As discussed above, offsets 348-354 may be obtained from log 312 in the corresponding graph database as representations of virtual time and/or state in the graph database. As a result, comparison apparatus 300 may use changes between offsets 348-350 in one graph database to determine one type of difference 356 between graph data 322 and graph data 324, and comparison apparatus 300 may use changes between offsets 352-354 in another graph database to determine another type of difference 358 between graph data 322 and graph data 324. More specifically, records added between offset 348 and offset 350 in log 312 may indicate that graph data 324 contains nodes 316, edges 318, predicates 320, and/or other graph components that are missing in graph data 322. Similarly, records added between offset 352 and offset 354 in log 312 may indicate that graph data 322 contains nodes 316, edges 318, predicates 320, and/or other graph components that are missing in graph data 324.

Comparison apparatus 300 also uses differences 356-358 identified in comparisons 302-304 to produce a result 328 that includes a set-based relationship between the two sets of graph data 322-324. When both differences 356-358 are empty (i.e., offsets 348 and 350 are the same and offsets 352 and 354 are the same), result 328 may indicate that the two sets of graph data 322-324 are identical. When difference 356 is empty and difference 358 is non-empty (i.e., offsets 348 and 350 are the same but offsets 352 and 354 are different), result 328 may indicate that graph data 322 is a superset of graph data 324. When difference 356 is non-empty and difference 358 is empty (i.e., offsets 348 and 350 are different and offsets 352 and 354 are the same), result 328 may indicate that graph data 324 is a superset of graph data 322. When both differences 356-358 are non-empty (i.e., offsets 348 and 350 are different and offsets 352 and 354 are different), result 328 may indicate that neither set of graph data is a superset of the other.
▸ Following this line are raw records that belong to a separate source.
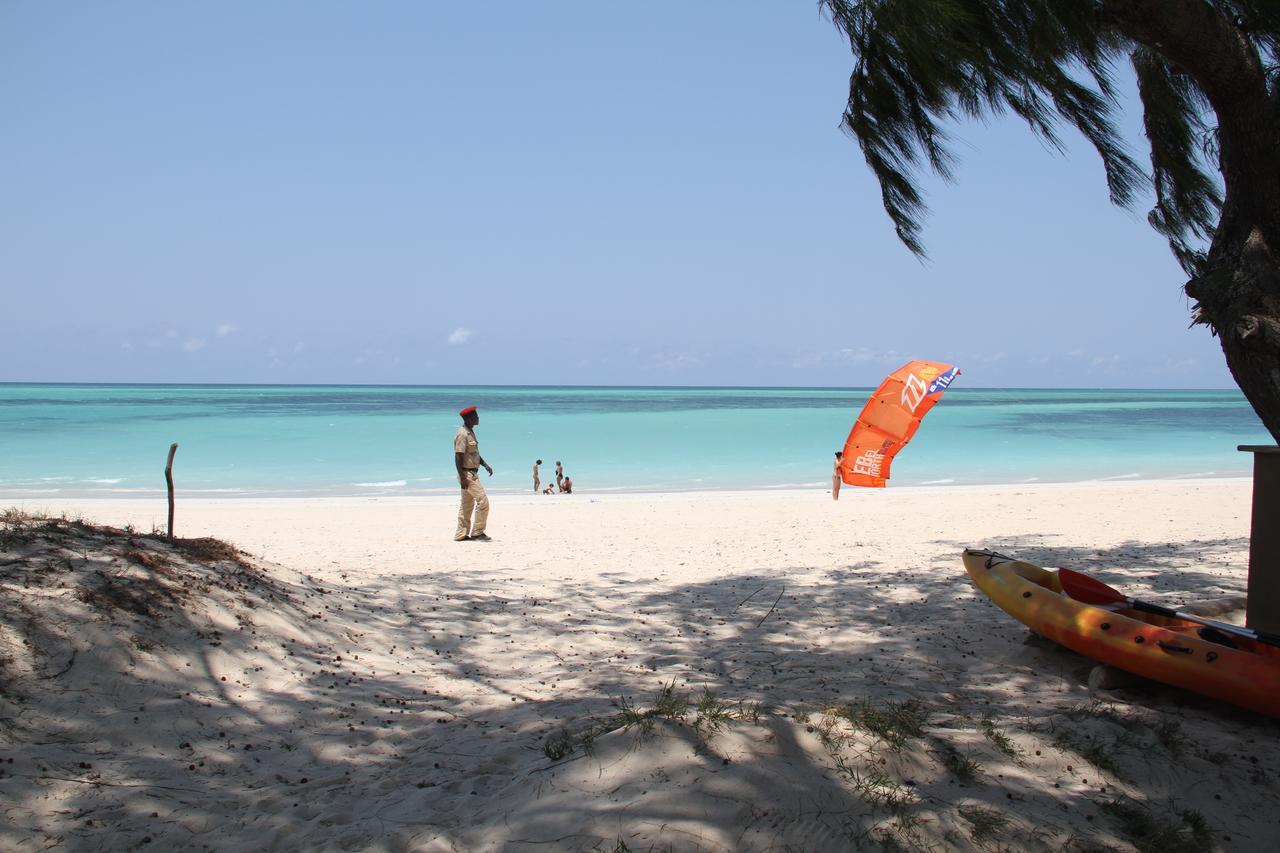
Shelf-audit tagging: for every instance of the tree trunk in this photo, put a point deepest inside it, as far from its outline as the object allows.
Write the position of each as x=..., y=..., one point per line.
x=1238, y=296
x=1237, y=292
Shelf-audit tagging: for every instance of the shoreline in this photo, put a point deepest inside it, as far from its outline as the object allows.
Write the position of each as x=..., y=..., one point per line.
x=821, y=487
x=370, y=683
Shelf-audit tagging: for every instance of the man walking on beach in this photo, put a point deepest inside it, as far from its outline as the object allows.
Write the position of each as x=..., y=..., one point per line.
x=467, y=460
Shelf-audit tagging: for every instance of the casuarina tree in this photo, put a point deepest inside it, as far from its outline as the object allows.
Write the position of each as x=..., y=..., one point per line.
x=1210, y=92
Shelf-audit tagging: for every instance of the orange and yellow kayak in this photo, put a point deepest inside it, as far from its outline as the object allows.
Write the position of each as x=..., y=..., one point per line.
x=1237, y=669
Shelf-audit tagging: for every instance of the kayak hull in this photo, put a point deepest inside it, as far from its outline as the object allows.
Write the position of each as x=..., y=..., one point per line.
x=1165, y=649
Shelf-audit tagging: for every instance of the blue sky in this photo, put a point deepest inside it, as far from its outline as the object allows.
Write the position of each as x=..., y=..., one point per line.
x=530, y=194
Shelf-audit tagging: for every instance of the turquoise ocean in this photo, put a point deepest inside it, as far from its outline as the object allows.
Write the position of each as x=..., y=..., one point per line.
x=282, y=441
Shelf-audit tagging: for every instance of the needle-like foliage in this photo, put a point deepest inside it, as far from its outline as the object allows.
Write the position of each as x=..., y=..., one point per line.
x=920, y=64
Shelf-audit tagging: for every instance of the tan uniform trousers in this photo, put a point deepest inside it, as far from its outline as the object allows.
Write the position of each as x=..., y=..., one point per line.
x=472, y=498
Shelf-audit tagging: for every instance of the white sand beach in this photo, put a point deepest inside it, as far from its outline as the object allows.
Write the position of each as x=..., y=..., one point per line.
x=366, y=683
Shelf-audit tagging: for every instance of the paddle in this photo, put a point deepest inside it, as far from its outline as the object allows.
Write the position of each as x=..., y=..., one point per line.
x=1095, y=592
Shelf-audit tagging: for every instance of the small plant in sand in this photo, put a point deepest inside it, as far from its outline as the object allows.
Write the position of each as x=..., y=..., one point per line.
x=709, y=716
x=984, y=822
x=1152, y=833
x=1091, y=748
x=713, y=715
x=997, y=738
x=874, y=787
x=667, y=706
x=895, y=723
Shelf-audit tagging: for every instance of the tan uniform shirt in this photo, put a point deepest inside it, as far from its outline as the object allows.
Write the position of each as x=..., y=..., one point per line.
x=465, y=442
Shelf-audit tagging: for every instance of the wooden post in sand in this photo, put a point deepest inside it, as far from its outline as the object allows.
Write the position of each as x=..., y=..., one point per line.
x=168, y=479
x=1262, y=612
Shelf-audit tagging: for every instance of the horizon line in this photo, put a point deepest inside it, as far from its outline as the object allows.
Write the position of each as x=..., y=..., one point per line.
x=586, y=387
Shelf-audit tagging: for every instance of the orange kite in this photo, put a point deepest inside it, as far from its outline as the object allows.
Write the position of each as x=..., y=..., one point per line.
x=890, y=418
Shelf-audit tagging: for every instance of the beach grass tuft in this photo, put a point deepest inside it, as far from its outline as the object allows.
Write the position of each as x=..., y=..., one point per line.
x=1185, y=831
x=895, y=723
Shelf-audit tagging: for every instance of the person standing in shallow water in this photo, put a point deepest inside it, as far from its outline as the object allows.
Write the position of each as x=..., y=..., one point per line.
x=467, y=460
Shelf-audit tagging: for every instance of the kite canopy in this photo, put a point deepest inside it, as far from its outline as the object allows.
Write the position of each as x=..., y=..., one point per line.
x=890, y=418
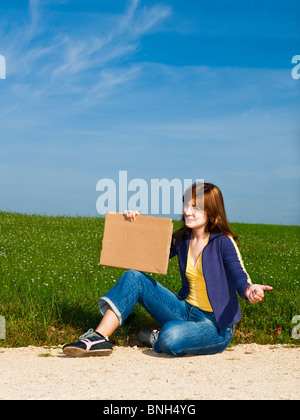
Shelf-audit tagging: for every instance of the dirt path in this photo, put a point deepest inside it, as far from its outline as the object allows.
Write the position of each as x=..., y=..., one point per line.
x=242, y=372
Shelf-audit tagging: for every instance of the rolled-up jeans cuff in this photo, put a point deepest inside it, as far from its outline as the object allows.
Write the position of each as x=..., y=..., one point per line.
x=104, y=303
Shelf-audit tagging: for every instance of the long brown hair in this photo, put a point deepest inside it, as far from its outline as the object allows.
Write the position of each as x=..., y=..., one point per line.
x=211, y=197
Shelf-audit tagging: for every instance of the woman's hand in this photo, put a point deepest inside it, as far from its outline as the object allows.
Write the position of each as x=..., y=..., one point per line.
x=131, y=214
x=255, y=292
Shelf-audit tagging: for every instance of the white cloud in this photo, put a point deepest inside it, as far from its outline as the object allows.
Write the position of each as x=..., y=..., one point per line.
x=52, y=60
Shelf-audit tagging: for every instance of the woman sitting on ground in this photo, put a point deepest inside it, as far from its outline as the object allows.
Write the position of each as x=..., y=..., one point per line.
x=200, y=319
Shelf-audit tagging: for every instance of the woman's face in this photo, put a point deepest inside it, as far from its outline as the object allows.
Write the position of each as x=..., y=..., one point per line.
x=194, y=216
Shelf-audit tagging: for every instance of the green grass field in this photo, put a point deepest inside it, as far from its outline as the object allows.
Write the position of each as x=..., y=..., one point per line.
x=51, y=280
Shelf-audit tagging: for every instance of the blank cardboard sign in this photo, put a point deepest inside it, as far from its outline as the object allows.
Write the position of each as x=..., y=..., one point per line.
x=142, y=245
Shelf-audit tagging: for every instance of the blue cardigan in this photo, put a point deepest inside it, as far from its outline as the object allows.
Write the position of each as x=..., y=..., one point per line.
x=224, y=275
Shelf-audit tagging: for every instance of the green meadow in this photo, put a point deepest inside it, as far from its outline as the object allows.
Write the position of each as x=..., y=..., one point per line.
x=51, y=280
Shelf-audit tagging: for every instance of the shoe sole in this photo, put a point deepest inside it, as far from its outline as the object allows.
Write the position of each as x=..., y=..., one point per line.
x=78, y=352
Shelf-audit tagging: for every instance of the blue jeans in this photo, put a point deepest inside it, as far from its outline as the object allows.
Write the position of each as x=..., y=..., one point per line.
x=185, y=328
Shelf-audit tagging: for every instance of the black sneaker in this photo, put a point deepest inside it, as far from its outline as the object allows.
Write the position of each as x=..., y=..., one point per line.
x=91, y=343
x=148, y=337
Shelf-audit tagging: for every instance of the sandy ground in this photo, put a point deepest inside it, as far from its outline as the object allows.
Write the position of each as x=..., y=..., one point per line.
x=242, y=372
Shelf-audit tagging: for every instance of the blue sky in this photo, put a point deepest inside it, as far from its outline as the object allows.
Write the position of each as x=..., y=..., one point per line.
x=162, y=89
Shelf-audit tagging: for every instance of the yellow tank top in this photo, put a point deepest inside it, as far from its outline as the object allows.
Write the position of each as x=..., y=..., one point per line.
x=198, y=294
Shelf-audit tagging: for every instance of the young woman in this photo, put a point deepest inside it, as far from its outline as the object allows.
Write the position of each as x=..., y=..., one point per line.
x=200, y=319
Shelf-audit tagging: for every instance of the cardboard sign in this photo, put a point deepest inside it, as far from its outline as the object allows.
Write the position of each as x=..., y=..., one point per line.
x=142, y=245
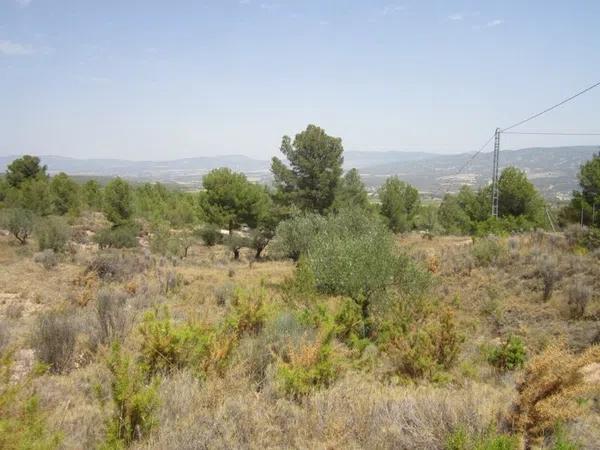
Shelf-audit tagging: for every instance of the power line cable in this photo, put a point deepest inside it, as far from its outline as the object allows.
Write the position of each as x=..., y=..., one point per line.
x=551, y=133
x=552, y=107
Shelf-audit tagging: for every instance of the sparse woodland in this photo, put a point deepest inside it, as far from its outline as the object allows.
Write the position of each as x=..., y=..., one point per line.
x=302, y=315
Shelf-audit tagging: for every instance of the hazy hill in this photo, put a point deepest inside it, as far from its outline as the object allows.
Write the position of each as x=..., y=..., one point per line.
x=553, y=170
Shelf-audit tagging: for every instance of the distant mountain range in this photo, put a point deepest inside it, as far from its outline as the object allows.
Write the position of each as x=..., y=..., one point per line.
x=552, y=169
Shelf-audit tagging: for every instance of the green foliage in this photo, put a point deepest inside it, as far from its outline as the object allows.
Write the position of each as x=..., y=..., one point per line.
x=460, y=439
x=167, y=347
x=510, y=355
x=518, y=197
x=22, y=421
x=487, y=251
x=19, y=223
x=120, y=236
x=53, y=233
x=311, y=367
x=135, y=401
x=118, y=201
x=312, y=179
x=352, y=256
x=230, y=200
x=211, y=235
x=589, y=195
x=399, y=204
x=156, y=203
x=295, y=235
x=351, y=193
x=64, y=195
x=25, y=168
x=91, y=193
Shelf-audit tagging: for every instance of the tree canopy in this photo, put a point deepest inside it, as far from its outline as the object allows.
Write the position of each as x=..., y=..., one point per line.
x=25, y=168
x=311, y=180
x=230, y=200
x=399, y=204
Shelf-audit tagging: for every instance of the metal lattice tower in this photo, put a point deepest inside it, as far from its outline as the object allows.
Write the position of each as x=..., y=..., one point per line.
x=495, y=195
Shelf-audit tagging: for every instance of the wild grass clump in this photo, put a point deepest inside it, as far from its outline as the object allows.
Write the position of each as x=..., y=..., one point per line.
x=547, y=269
x=114, y=320
x=53, y=340
x=510, y=355
x=52, y=233
x=551, y=390
x=118, y=236
x=135, y=401
x=112, y=266
x=47, y=258
x=487, y=251
x=579, y=295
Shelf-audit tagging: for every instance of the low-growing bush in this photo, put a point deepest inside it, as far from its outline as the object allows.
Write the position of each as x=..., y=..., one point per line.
x=294, y=236
x=167, y=347
x=135, y=401
x=552, y=389
x=210, y=235
x=114, y=320
x=548, y=271
x=52, y=233
x=111, y=266
x=579, y=295
x=121, y=236
x=19, y=222
x=508, y=356
x=310, y=367
x=53, y=340
x=487, y=251
x=47, y=258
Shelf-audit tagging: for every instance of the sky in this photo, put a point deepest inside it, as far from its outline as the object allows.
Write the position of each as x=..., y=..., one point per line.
x=166, y=79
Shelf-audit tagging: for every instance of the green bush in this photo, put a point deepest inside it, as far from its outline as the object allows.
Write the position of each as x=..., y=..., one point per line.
x=210, y=235
x=167, y=347
x=509, y=356
x=121, y=236
x=487, y=251
x=53, y=340
x=52, y=233
x=310, y=367
x=19, y=222
x=135, y=402
x=294, y=236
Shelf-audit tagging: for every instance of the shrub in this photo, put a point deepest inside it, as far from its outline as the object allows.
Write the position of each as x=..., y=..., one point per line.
x=167, y=347
x=210, y=235
x=114, y=266
x=547, y=270
x=19, y=223
x=551, y=390
x=113, y=318
x=508, y=356
x=487, y=251
x=310, y=367
x=47, y=259
x=579, y=295
x=121, y=236
x=135, y=401
x=53, y=340
x=52, y=233
x=422, y=350
x=294, y=236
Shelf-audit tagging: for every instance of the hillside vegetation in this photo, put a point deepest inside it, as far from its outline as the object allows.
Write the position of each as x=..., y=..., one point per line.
x=303, y=316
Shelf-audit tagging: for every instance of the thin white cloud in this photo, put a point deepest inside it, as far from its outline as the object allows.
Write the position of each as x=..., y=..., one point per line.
x=456, y=16
x=391, y=9
x=9, y=48
x=490, y=24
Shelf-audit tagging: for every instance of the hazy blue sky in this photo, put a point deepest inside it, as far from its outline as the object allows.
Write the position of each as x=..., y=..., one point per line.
x=150, y=79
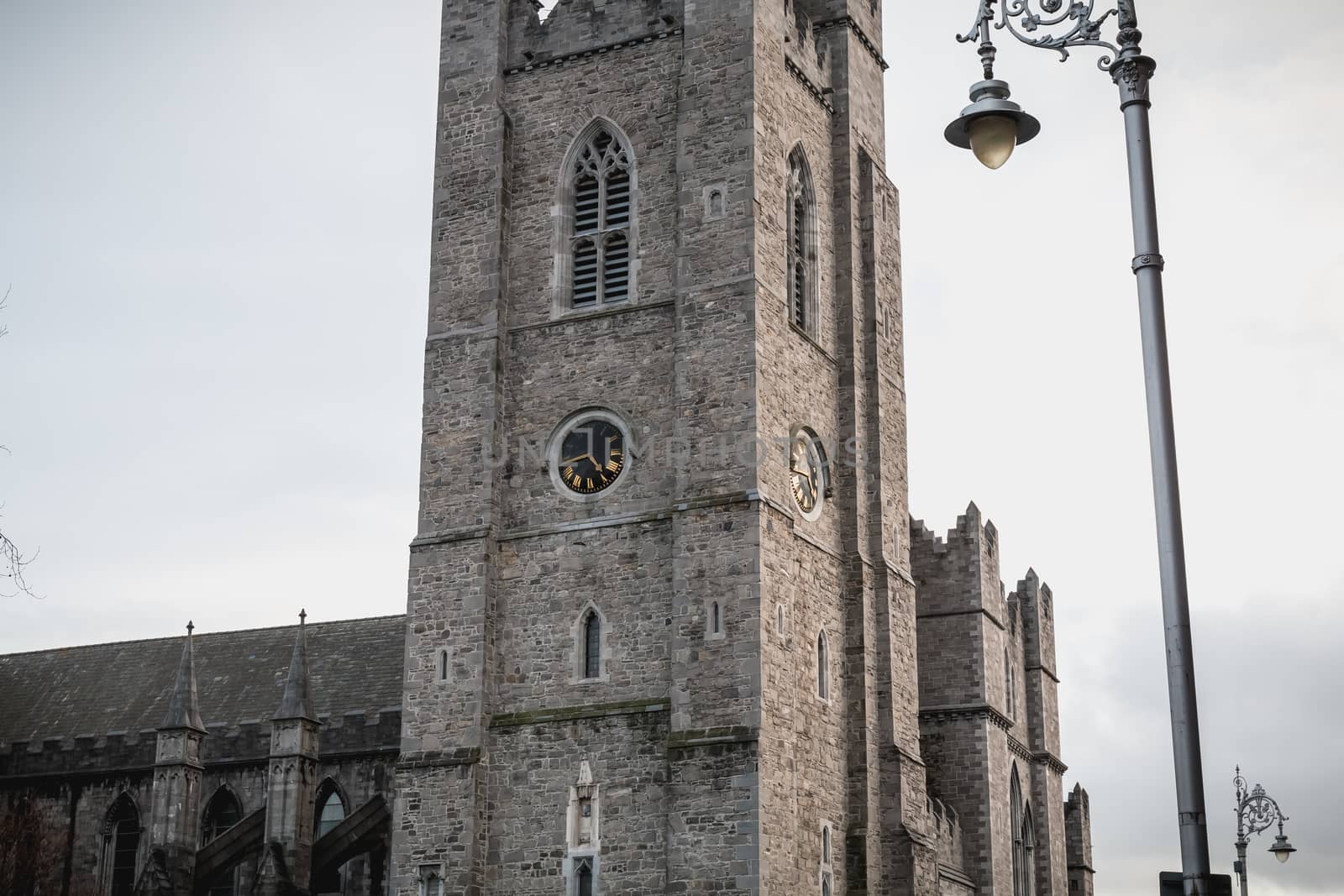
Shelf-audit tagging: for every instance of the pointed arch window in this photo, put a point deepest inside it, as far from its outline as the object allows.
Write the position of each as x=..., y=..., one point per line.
x=591, y=645
x=801, y=244
x=222, y=812
x=600, y=202
x=123, y=846
x=823, y=668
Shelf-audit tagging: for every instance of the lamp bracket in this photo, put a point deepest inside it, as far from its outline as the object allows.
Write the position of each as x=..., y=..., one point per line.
x=1057, y=24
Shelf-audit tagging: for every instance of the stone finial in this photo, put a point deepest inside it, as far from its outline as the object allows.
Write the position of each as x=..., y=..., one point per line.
x=183, y=710
x=297, y=701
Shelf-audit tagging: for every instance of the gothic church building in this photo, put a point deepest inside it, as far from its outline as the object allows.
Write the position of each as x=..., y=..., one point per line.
x=669, y=626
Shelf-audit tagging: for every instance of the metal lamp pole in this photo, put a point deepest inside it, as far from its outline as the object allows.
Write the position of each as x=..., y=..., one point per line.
x=991, y=127
x=1256, y=812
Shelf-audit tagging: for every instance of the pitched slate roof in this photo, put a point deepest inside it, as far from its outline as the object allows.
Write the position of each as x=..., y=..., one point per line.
x=355, y=667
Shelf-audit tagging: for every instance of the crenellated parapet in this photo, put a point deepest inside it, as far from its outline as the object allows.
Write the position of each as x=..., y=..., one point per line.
x=806, y=53
x=1079, y=841
x=945, y=826
x=580, y=29
x=958, y=571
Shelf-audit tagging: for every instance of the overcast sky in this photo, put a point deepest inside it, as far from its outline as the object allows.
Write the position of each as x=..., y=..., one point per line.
x=215, y=223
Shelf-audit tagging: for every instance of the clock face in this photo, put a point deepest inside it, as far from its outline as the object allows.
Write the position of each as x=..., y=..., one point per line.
x=806, y=474
x=591, y=456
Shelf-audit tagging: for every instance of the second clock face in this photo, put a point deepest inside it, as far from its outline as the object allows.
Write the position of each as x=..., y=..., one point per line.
x=806, y=474
x=591, y=456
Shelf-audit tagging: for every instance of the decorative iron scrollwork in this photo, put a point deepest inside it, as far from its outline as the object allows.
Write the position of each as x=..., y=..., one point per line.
x=1057, y=26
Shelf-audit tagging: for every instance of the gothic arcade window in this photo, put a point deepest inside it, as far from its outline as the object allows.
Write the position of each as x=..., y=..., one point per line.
x=123, y=846
x=430, y=880
x=584, y=876
x=801, y=244
x=222, y=812
x=601, y=212
x=591, y=645
x=823, y=668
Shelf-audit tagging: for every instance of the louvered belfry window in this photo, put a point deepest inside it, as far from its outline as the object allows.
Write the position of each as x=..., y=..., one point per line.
x=801, y=253
x=602, y=212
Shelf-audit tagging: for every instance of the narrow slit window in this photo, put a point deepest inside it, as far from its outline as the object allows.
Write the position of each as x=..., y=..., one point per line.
x=591, y=645
x=602, y=194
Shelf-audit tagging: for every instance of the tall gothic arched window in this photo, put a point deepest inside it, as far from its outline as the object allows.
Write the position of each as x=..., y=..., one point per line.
x=328, y=813
x=123, y=846
x=591, y=645
x=222, y=812
x=803, y=244
x=600, y=202
x=823, y=668
x=1023, y=840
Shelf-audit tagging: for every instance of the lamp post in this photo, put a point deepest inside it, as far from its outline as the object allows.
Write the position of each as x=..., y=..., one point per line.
x=1256, y=812
x=991, y=127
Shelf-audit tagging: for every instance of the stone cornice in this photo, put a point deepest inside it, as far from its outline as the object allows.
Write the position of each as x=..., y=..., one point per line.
x=806, y=82
x=968, y=711
x=581, y=55
x=853, y=26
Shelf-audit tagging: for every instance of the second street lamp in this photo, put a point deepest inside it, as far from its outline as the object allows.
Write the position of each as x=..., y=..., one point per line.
x=992, y=125
x=1256, y=812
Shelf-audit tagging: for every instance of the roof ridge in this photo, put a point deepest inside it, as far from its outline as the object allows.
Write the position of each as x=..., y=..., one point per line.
x=208, y=634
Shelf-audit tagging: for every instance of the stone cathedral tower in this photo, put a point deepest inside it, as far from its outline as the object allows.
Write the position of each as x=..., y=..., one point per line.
x=662, y=617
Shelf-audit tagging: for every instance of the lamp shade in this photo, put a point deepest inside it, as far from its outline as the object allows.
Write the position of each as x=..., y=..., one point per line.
x=1281, y=848
x=992, y=125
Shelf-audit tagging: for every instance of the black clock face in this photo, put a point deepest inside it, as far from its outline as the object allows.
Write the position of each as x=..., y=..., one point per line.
x=591, y=457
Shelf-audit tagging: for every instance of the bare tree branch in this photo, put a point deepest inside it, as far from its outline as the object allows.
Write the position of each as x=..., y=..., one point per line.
x=13, y=560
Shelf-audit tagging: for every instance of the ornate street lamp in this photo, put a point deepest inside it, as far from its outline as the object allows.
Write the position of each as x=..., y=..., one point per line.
x=991, y=127
x=1256, y=812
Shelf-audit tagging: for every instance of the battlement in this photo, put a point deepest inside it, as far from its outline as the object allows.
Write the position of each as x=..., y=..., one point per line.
x=1079, y=841
x=584, y=27
x=958, y=571
x=1035, y=604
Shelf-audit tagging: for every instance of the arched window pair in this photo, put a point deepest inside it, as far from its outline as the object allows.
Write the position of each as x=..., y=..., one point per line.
x=1023, y=841
x=591, y=645
x=803, y=281
x=600, y=202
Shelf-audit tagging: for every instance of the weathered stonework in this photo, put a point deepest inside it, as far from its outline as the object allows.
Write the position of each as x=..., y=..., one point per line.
x=725, y=757
x=779, y=703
Comparison apparatus 300 may output result 328 for use in verifying one or both sets of graph data 322-324. For example, comparison apparatus 300 may include result 328 in a user interface, notification, alert, message, log entry, file, database record, and/or other type of human-readable form.

Comparison apparatus 300 may also output, within or along with result 328, differences 356-358 that led to result 328. For example, comparison apparatus 300 may include, in the outputted result 328, nodes 316, edges 318, predicates 320, and/or other records added between offsets 348 and 350 and between offsets 352 and 354. A user may examine the outputted differences 356-358 to identify and/or remedy bugs, anomalies, and/or root causes that resulted in non-empty differences 356-358. Alternatively, the user may use differences 356-358 to verify that one set of graph data correctly contains records that are not found in the other set of graph data (e.g., when one set of graph data is meant to be a superset of the other set of graph data and/or different from the other set of graph data).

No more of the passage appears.